The potential for chaos in Europe ahead of multiple elections and the recurrence of the Greek debt crisis have prompted investors to move money out of the region.
Redemptions from funds invested in European bonds reached an 11-week high in the second week of February as Italian bond funds saw their biggest outflow for more than seven months, according to data company EPFR.
Borrowing costs for governments in Europe’s politically vulnerable nations have risen as investors eye the possibility of chaos in forthcoming elections. Yield spreads, the difference between the returns on bonds, point to diverging views on countries with the Eurozone.
Yields on 10-year government bonds in France have risen by 24 basis points in the past month, in comparison to a one basis points fall in the German benchmark 10-year. Meanwhile Italian yields have risen further, with a 28 basis point increase since mid-January. Yields move inversely to prices.
The French economy has been threatened by an increased risk of anti-euro far-right politician Marine Le Pen winning the Presidency, after favourite Francois Fillon was undermined by a scandal over payments to his wife. Meanwhile Greece has been undermined by a public spat between lenders over a possible bailout.

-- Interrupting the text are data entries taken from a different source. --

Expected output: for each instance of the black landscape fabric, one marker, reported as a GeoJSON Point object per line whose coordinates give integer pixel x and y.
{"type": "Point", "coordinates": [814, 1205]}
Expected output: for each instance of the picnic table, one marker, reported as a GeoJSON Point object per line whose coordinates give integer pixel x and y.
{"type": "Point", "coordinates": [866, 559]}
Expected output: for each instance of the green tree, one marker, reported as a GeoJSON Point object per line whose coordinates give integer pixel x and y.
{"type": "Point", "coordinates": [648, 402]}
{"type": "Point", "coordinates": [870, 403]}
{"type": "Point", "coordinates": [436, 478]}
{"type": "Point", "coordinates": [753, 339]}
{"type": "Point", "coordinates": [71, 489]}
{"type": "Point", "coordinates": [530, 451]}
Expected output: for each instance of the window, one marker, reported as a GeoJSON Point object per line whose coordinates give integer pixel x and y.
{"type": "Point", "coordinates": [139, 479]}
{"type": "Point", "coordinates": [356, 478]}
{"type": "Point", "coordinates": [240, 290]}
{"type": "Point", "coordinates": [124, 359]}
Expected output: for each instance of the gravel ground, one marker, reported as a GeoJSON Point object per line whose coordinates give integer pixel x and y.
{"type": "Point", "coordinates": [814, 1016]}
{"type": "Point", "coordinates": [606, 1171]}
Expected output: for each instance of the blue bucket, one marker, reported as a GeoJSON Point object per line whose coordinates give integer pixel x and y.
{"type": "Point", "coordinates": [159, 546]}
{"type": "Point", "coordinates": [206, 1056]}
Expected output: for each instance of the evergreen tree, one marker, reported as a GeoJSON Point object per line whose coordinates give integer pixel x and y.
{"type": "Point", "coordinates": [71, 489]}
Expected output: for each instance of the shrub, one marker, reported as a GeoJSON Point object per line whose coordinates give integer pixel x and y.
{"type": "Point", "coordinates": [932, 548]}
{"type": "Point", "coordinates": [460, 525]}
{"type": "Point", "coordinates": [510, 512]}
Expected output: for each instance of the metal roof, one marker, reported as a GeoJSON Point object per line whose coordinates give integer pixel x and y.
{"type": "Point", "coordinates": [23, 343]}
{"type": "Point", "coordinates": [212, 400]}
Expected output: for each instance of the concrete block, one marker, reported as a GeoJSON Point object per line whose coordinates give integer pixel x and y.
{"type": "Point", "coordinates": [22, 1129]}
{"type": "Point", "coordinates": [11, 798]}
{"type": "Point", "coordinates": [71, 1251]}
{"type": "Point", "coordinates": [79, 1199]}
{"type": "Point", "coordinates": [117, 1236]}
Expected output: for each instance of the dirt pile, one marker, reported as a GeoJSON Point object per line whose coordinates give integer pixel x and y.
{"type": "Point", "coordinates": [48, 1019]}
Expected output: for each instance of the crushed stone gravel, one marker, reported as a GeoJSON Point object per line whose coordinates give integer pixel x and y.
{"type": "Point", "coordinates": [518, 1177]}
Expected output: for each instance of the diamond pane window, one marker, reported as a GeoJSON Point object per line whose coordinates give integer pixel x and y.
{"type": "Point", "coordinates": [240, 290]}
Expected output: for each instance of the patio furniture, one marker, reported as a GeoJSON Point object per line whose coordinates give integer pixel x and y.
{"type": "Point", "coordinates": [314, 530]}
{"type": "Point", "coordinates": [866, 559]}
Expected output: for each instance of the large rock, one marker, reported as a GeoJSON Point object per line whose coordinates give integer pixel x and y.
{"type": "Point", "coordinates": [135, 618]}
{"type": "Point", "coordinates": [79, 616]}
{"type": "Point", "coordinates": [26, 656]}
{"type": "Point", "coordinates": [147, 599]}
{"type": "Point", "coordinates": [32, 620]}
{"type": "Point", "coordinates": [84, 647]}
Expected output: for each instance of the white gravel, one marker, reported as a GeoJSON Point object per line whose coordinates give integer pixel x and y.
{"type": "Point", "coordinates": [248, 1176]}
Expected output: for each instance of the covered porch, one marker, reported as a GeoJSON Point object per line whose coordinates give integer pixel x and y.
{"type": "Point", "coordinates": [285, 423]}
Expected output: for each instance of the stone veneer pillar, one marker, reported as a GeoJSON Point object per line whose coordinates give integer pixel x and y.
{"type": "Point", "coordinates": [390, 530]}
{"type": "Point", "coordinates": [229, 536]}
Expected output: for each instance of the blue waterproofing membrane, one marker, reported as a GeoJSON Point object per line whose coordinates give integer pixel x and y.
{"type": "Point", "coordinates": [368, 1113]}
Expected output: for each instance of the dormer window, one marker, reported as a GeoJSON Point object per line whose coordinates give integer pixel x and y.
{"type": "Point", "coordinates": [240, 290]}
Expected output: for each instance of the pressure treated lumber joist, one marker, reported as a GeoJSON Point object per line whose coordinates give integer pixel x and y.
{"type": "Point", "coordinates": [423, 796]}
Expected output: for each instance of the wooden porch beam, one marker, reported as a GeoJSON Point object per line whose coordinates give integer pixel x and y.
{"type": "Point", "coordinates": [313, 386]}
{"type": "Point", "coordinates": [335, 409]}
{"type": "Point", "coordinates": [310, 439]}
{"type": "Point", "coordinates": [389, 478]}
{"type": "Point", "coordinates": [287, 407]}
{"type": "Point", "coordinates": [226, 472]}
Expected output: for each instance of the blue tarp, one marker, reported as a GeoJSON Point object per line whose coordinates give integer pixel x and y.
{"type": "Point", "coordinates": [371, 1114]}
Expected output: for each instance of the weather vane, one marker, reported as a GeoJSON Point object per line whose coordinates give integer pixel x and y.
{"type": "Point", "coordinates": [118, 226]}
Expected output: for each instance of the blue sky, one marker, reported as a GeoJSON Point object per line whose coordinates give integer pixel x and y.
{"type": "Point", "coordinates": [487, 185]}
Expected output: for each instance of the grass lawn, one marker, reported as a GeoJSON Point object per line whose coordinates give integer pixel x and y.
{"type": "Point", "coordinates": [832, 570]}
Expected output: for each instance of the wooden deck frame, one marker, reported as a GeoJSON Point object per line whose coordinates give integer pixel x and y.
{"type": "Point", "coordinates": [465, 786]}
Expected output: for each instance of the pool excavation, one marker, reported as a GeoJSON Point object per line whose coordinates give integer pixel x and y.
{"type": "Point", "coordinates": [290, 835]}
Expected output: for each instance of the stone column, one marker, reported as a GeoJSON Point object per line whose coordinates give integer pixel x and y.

Investors have poured money into US equity markets in continued anticipation of an ardently growth-focused agenda for President Donald Trump, after the grand rotation of money from bonds to riskier stocks lost some of its momentum.
He addresses the US Congress on 28 February, when investors are hoping to glean more detail on the size and scope of his promised infrastructure spending programme, as well as tax cuts.
Read more: Would the Eurozone survive Grexit?
The S&P 500, the main US equity benchmark for professional investors, has reached repeated record highs in recent weeks, while the symbolic Dow Jones Industrial Average is hovering around the 20,600 points mark after wavering below 20,000 for much of December and January.
US equity and bond funds saw $14bn of inflows during the second week of February, with infrastructure and industrial-sector funds continuing to benefit from Trump’s plans.